Park, S. J., Georgia Institute of Technology
Jones, C. W., Georgia Institute of Technology
A combined cycle of capture and conversion of CO2 performed under isothermal conditions may be an advantageous process intensification approach compared to traditional CO2 capture and sequestration in that the combined cycle can remove energy intensive temperature or pressure swing steps and minimize process units.1 Furthermore, the produced fuel source from conversion of CO2 can be directly used again as an energy source for power generation. A first generation of catalytic sorbents, such as Ru+CaO/Al2O3, for such an application has previously been reported.1,2 In this work, sodium promoted MgO and loaded with ruthenium metal was used for capture and methanation of CO2 in a combined cycle. The MgO support with various NaNO3 and NaNO2 promoter loadings was tested for CO2 capture at 250 °C. MgO_NaNO3 (1:0.1 molar ratio) showed adsorption capacity of 7.6 mmol CO2/g in 12 h. MgO_NaNO3_NaNO2 (1:0.1:0.1 molar ratio) showed adsorption capacity of 8.6 mmol CO2/g in 12 h. To evaluate performance of these materials in a capture and methanation cycle, the methanation capacity, which is equivalent to number of moles of methane produced per mass of catalytic sorbents in a cycle of capture and methanation, was measured for the prepared catalytic sorbents. It was found that a physical mixture of MgO_NaNO3 and Ru supported MgO showed the highest methanation capacity at 250 °C with 1.1 mmol CH4/g. This methanation capacity is comparable to the highest methanation capacity reported up to date, making sodium promoted MgO sorbent promising materials for such applications.
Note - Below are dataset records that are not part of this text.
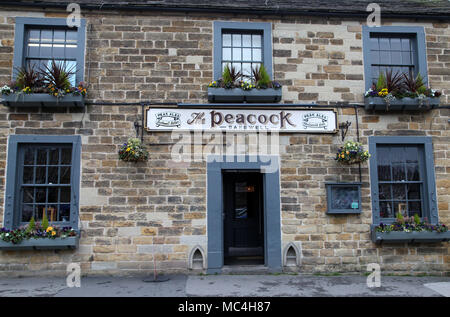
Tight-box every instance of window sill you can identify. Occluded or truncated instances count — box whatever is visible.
[371,229,450,244]
[208,87,282,103]
[0,236,79,250]
[1,94,85,108]
[364,97,440,111]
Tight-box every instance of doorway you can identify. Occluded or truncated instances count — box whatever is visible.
[223,171,264,265]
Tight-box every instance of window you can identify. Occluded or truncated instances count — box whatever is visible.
[369,137,439,225]
[13,17,86,85]
[4,136,81,230]
[362,26,428,90]
[213,22,272,81]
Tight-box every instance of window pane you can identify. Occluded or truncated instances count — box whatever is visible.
[242,63,251,78]
[59,204,70,222]
[223,34,231,46]
[23,188,34,203]
[36,188,46,203]
[41,30,52,43]
[40,43,52,57]
[405,147,418,163]
[21,205,34,222]
[48,166,59,184]
[380,201,393,218]
[393,201,407,217]
[66,30,77,43]
[23,167,34,184]
[48,187,58,203]
[408,201,422,218]
[252,48,261,61]
[392,163,405,181]
[28,29,40,42]
[60,187,71,203]
[402,51,411,65]
[380,51,390,64]
[53,30,65,43]
[35,166,46,184]
[252,34,261,47]
[379,184,391,200]
[60,167,71,184]
[392,184,406,200]
[232,34,241,47]
[49,148,59,165]
[390,38,401,51]
[401,38,411,51]
[406,163,420,181]
[47,205,58,222]
[61,148,72,165]
[37,149,47,165]
[391,51,401,65]
[35,205,45,221]
[407,184,421,200]
[242,48,251,61]
[222,47,231,61]
[24,148,35,165]
[232,48,241,61]
[379,38,390,50]
[242,34,251,47]
[53,43,65,58]
[27,43,40,57]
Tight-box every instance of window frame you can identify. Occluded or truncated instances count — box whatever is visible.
[362,26,428,91]
[213,21,273,81]
[4,135,81,230]
[369,136,439,226]
[13,17,86,85]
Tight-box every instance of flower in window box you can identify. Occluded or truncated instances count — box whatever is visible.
[335,140,370,165]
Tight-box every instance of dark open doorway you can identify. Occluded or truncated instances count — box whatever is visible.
[223,170,264,265]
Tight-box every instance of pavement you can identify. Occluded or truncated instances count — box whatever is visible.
[0,274,449,297]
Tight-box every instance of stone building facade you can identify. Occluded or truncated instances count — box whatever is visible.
[0,1,448,276]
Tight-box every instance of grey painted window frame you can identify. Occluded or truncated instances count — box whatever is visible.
[213,21,273,81]
[362,26,428,91]
[4,135,81,230]
[13,17,86,85]
[369,136,438,225]
[206,155,281,273]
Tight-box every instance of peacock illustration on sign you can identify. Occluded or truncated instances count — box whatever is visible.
[155,111,181,127]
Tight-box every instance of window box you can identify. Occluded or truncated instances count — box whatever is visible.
[0,236,78,250]
[371,228,450,244]
[326,182,362,214]
[207,87,282,103]
[364,97,440,111]
[2,93,85,108]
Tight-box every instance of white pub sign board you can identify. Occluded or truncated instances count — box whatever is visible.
[146,107,337,133]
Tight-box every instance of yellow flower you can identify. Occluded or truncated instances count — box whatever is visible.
[46,226,53,233]
[346,151,349,154]
[341,154,345,158]
[126,147,130,152]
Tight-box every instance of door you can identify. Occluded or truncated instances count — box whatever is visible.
[223,171,264,264]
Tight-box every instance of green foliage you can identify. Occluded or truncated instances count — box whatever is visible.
[252,64,271,87]
[414,213,421,225]
[26,217,35,233]
[221,64,242,87]
[42,211,49,231]
[41,60,75,90]
[396,211,404,223]
[376,72,386,91]
[15,64,43,90]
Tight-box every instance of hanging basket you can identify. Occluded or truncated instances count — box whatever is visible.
[118,138,149,163]
[335,141,370,165]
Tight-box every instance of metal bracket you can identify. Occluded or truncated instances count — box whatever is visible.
[338,121,351,142]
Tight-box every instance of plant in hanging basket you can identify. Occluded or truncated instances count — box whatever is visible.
[118,138,149,162]
[335,141,370,164]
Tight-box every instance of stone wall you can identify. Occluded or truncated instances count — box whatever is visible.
[0,7,448,276]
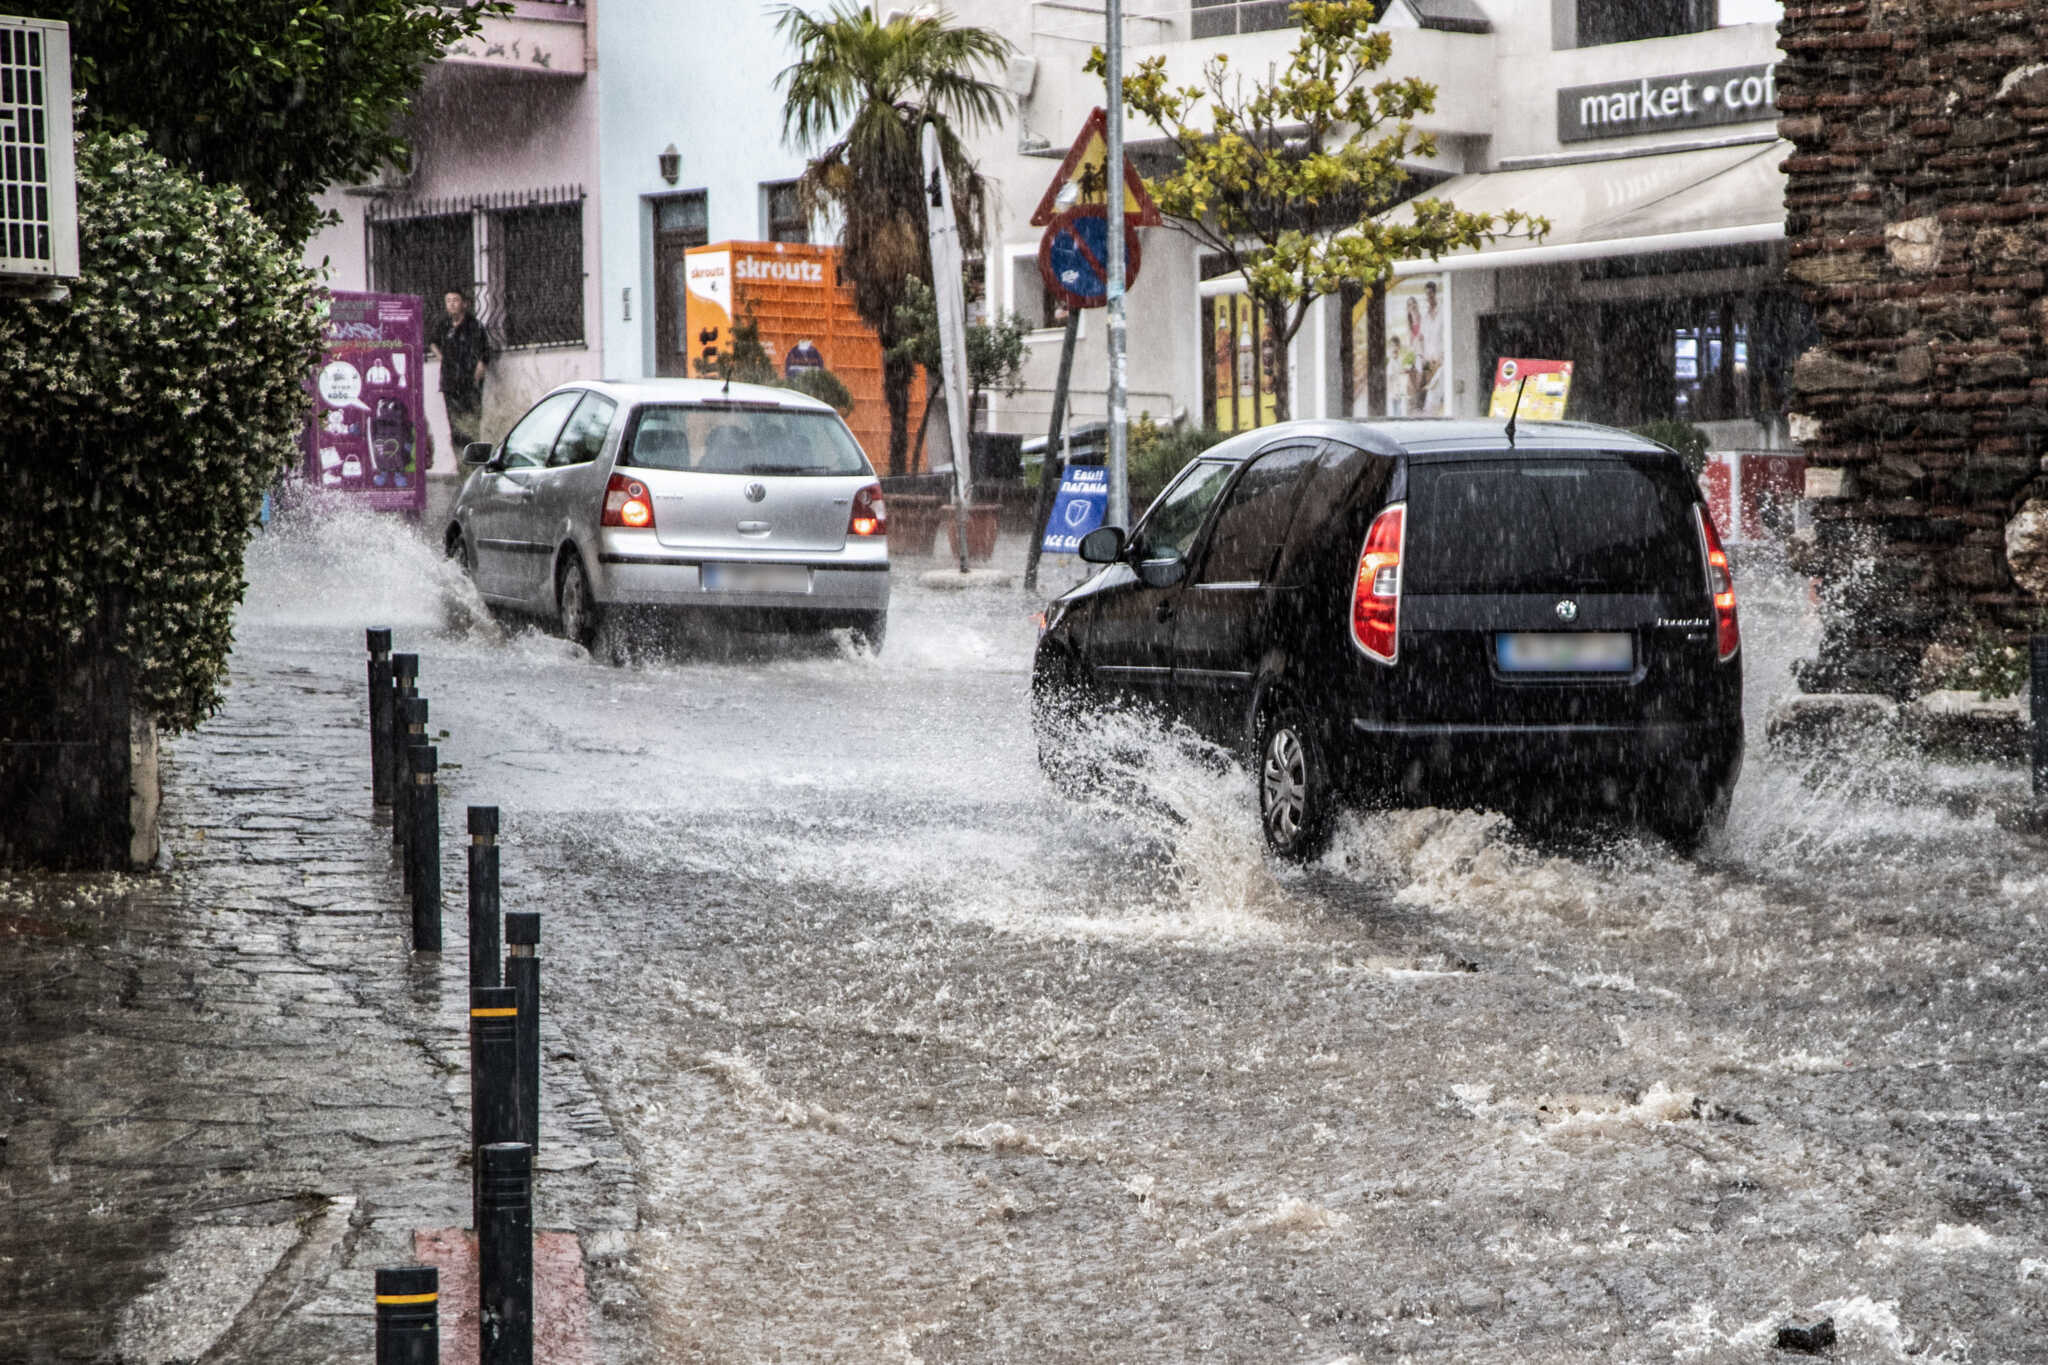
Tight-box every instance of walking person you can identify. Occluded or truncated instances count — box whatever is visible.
[428,288,494,457]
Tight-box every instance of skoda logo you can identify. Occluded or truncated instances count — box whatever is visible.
[1555,599,1579,623]
[744,483,767,503]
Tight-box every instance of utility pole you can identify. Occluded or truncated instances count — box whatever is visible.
[1105,0,1129,529]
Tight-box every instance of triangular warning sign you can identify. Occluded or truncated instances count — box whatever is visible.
[1029,107,1163,228]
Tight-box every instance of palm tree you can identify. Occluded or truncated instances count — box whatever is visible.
[775,3,1012,477]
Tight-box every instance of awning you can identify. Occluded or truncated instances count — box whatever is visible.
[1387,139,1788,276]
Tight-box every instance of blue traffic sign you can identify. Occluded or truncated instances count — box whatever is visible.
[1042,464,1109,554]
[1038,206,1143,312]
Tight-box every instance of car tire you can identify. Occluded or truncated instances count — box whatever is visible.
[1643,773,1731,856]
[557,554,603,653]
[849,611,887,655]
[1032,651,1097,800]
[1257,706,1336,862]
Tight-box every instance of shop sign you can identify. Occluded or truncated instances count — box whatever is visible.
[1489,358,1574,421]
[1558,63,1777,143]
[1042,464,1109,554]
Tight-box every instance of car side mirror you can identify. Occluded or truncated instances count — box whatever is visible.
[461,441,496,469]
[1078,525,1127,564]
[1136,554,1188,589]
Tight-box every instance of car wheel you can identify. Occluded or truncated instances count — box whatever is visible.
[557,555,602,652]
[1642,771,1731,855]
[1258,706,1335,861]
[1032,651,1097,800]
[849,611,887,655]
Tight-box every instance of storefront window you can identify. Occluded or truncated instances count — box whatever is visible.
[1478,286,1809,431]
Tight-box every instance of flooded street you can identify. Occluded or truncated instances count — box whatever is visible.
[225,506,2048,1363]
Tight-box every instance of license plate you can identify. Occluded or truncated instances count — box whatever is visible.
[1496,632,1633,673]
[700,562,811,594]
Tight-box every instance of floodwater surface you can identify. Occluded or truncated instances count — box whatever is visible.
[228,505,2048,1363]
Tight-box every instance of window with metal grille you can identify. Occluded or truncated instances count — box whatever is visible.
[489,200,582,347]
[763,180,807,243]
[367,211,474,312]
[366,186,585,350]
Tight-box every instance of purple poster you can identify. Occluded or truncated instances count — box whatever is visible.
[302,291,427,513]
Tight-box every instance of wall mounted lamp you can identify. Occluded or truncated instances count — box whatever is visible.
[658,144,680,185]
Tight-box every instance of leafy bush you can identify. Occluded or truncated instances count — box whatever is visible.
[1630,419,1710,478]
[783,366,855,414]
[0,127,323,732]
[1130,414,1231,504]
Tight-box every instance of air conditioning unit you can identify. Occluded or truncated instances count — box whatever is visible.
[0,15,78,292]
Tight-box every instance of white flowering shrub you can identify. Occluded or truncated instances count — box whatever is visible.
[0,127,322,732]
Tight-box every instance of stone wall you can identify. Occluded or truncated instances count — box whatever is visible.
[1779,0,2048,696]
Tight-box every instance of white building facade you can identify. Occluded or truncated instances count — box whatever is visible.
[950,0,1793,454]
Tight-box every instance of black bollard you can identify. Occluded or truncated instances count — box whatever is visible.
[367,628,394,807]
[390,652,419,801]
[477,1142,534,1365]
[409,746,442,952]
[470,985,520,1230]
[469,806,502,990]
[505,911,541,1156]
[373,1264,439,1364]
[2033,635,2048,800]
[395,695,429,866]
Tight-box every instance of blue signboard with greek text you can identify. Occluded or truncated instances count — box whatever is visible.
[1042,465,1109,554]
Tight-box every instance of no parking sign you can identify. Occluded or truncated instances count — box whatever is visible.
[1042,465,1109,554]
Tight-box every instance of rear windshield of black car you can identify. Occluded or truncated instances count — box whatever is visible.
[619,404,871,477]
[1405,455,1703,596]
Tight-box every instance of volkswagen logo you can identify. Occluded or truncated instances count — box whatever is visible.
[744,483,767,503]
[1555,599,1579,623]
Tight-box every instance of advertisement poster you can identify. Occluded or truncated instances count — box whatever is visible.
[1488,357,1575,420]
[1207,293,1280,432]
[683,241,913,472]
[1041,464,1109,554]
[302,291,425,514]
[1382,274,1449,417]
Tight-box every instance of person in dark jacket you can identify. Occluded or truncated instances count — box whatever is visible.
[428,289,494,453]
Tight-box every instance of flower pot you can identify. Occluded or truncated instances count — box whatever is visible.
[943,503,1001,561]
[886,495,943,556]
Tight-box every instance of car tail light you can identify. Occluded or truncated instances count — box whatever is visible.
[849,482,886,537]
[1697,506,1739,661]
[602,473,654,529]
[1350,503,1405,665]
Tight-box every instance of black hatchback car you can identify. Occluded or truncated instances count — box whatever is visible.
[1031,419,1743,857]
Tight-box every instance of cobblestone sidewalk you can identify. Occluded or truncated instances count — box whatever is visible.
[0,646,638,1363]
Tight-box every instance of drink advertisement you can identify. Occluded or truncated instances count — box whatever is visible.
[302,291,425,513]
[1488,357,1575,420]
[1207,293,1280,432]
[1381,274,1449,417]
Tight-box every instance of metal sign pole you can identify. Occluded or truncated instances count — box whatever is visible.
[1105,0,1129,530]
[920,121,975,574]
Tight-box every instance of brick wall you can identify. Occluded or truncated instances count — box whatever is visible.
[1780,0,2048,696]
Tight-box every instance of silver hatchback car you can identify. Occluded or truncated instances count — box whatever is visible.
[445,379,889,653]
(1) Duyar, M. S.; Treviño, M. A. A.; Farrauto, R. J. Dual Function Materials for CO2 Capture and Conversion Using Renewable H2. Appl. Catal. B Environ. 2015, 168–169, 370–376.

(2) Duyar, M. S.; Wang, S.; Arellano-Treviño, M. A.; Farrauto, R. J. CO2 Utilization with a Novel Dual Function Material (DFM) for Capture and Catalytic Conversion to Synthetic Natural Gas: An Update. J. CO2 Util. 2016, 15, 65–71.